Foi também a primeira peça em que se alteraram os cânones, continua Jorge Silva Melo, e se autorizaram três actores em palco (normalmente só se admitiam dois), por isso existe uma cena em que contracenam Édipo, Jocasta e Creonte.
O novelo desfia-se a um ritmo vertiginoso em direcção ao abismo. Entre o reconhecimento e a peripécia. A uma boa notícia sucede-se uma má, com uma boa fortuna alterna-se uma má – o que obriga Diogo Infante a oscilações constantes entre emoções antagónicas. Os deuses não levam a bem estes passos de arrogância e de autodeterminação dos homens. A fatalidade está em curso. Édipo, o bebé que nasceu com a maldição de matar o pai para casar com a mãe, foi amarrado pelos pés (daí o seu nome) e levado para as montanhas, mas salvo pela piedade de um pastor. “Para os gregos o incesto com a mãe é inverter a cronologia. Ao colocar-se no lugar do pai está a subverter-se a ordem do tempo. Isto era impensável para os gregos”, explica o encenador.
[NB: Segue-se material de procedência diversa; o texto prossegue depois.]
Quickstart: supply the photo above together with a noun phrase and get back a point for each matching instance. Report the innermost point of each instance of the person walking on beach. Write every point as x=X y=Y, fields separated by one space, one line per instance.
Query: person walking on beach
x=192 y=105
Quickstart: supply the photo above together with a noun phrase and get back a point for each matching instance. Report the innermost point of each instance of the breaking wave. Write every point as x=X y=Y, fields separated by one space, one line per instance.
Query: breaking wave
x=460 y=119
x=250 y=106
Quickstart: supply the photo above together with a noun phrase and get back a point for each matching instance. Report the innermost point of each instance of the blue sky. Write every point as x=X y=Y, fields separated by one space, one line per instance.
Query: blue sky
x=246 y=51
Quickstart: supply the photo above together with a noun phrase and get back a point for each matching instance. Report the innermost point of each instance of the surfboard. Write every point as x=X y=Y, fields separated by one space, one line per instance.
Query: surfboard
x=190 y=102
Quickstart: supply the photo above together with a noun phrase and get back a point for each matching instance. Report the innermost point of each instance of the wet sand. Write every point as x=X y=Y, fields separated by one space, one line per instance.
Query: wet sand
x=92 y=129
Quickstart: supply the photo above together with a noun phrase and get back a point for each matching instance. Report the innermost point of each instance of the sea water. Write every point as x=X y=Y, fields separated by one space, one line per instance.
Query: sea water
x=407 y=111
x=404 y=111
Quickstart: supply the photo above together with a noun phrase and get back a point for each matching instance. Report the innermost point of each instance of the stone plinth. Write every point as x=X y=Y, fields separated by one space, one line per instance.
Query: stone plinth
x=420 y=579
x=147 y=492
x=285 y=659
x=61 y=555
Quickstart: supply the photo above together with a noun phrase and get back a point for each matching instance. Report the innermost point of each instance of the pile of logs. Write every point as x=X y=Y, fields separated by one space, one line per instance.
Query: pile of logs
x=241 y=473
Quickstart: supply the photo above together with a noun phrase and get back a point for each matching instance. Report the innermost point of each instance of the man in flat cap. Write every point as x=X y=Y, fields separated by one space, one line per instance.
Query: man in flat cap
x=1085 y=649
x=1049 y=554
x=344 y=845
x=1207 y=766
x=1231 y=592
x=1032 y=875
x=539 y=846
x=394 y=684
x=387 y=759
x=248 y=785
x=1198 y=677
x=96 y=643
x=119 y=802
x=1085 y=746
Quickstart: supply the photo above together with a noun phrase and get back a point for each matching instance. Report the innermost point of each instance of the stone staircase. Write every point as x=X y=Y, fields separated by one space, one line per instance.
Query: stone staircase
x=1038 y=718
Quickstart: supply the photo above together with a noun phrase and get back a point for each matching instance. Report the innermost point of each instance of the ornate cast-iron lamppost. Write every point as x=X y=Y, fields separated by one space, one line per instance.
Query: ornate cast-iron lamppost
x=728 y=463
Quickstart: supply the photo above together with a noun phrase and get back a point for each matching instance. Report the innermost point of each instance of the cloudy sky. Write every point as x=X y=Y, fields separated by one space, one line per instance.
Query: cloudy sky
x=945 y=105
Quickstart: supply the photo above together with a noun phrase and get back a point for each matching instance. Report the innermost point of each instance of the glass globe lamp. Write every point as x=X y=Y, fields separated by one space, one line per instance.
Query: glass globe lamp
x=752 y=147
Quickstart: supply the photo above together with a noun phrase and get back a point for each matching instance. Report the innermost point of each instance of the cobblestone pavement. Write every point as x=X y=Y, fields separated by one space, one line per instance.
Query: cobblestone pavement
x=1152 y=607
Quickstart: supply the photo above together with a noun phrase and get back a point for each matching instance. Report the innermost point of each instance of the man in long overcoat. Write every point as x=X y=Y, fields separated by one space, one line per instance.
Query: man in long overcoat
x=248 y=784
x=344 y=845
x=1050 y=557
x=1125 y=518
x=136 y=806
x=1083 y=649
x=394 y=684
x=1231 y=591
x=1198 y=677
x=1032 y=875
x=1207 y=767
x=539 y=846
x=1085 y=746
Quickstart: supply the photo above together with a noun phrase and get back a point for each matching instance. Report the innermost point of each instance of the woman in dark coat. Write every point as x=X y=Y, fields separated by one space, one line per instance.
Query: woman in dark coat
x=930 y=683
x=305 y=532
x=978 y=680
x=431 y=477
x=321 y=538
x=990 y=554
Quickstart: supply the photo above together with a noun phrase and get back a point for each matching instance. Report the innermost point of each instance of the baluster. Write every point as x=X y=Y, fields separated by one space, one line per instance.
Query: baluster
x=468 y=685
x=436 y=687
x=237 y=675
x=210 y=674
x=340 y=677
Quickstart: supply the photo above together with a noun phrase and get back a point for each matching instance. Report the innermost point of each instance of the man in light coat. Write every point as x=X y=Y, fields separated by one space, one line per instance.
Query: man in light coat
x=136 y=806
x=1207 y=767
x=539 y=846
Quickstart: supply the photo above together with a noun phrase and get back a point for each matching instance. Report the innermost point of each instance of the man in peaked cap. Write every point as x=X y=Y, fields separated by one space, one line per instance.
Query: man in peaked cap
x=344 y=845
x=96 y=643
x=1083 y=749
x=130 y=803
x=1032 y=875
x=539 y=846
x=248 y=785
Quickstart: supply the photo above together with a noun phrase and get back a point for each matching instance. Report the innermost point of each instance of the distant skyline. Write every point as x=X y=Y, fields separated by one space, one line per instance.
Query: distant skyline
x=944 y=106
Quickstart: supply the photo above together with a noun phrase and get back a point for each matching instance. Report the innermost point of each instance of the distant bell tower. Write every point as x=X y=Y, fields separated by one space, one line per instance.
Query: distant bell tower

Quando, depois da matança da encruzilhada, Édipo se dirige para Tebas enfrenta o célebre enigma da esfinge: “Que animal tem quatro pernas de manhã, duas ao meio dia e três à noite?”. Édipo, o sábio, o clarividente, responde: o Homem. Ou seja, ele próprio. E já antes de entrar em Tebas, se autodenunciava. E o detective desvendava o criminoso. Foi parricida inconsciente, deu a vida do próprio ventre de que nascera, mas sem o saber. Nada premeditou, nada ambicionou. Édipo era um homem justo. Queria ver. Todas as cenas de violência são invisíveis, passam-se fora de cena: o enforcamento de Jocasta, Édipo a furar os olhos com o gancho dos cabelos da mãe/mulher. Não há sangue na encenação de Silva Melo, a cegueira é dada com uma simples tarja nos olhos, como aquelas que aparecem nas fotos dos jornais para que as pessoas não sejam identificadas. Édipo vem de túnica branca, larga o casaco H&M, já pode ser grego, outra vez. O coro deixa-nos com o mais perturbante e desalentado remate da condição humana: “Nunca chames feliz a um homem enquanto não tiver atingido o fim da sua vida.” Mas Édipo tem a última palavra. A pedra na engrenagem do fatalismo. Ele cega-se para não contemplar a sua desgraça. É o seu gesto de livre arbítrio. E de liberdade. O que também é uma maneira de sair vencedor.
PS:
Ensaio sobre a Cegueira
Considerada por Aristóteles, na sua Poética, a mais bem construída das tragédias gregas, Édipo Rei, escrita por Sófocles por volta de 427 a.C., cumpre escrupulosamente o avanço da narrativa através da peripécia e do reconhecimento e a lei das três unidades: a acção decorre de um mesmo acontecimento, o espaço concentra-se na cidade de Tebas, e o tempo reduz-se às 24 horas. No quadro de Ingres, Édipo responde ao famoso enigma da esfinge, episódio que não consta da peça, dado que à época era do conhecimento geral.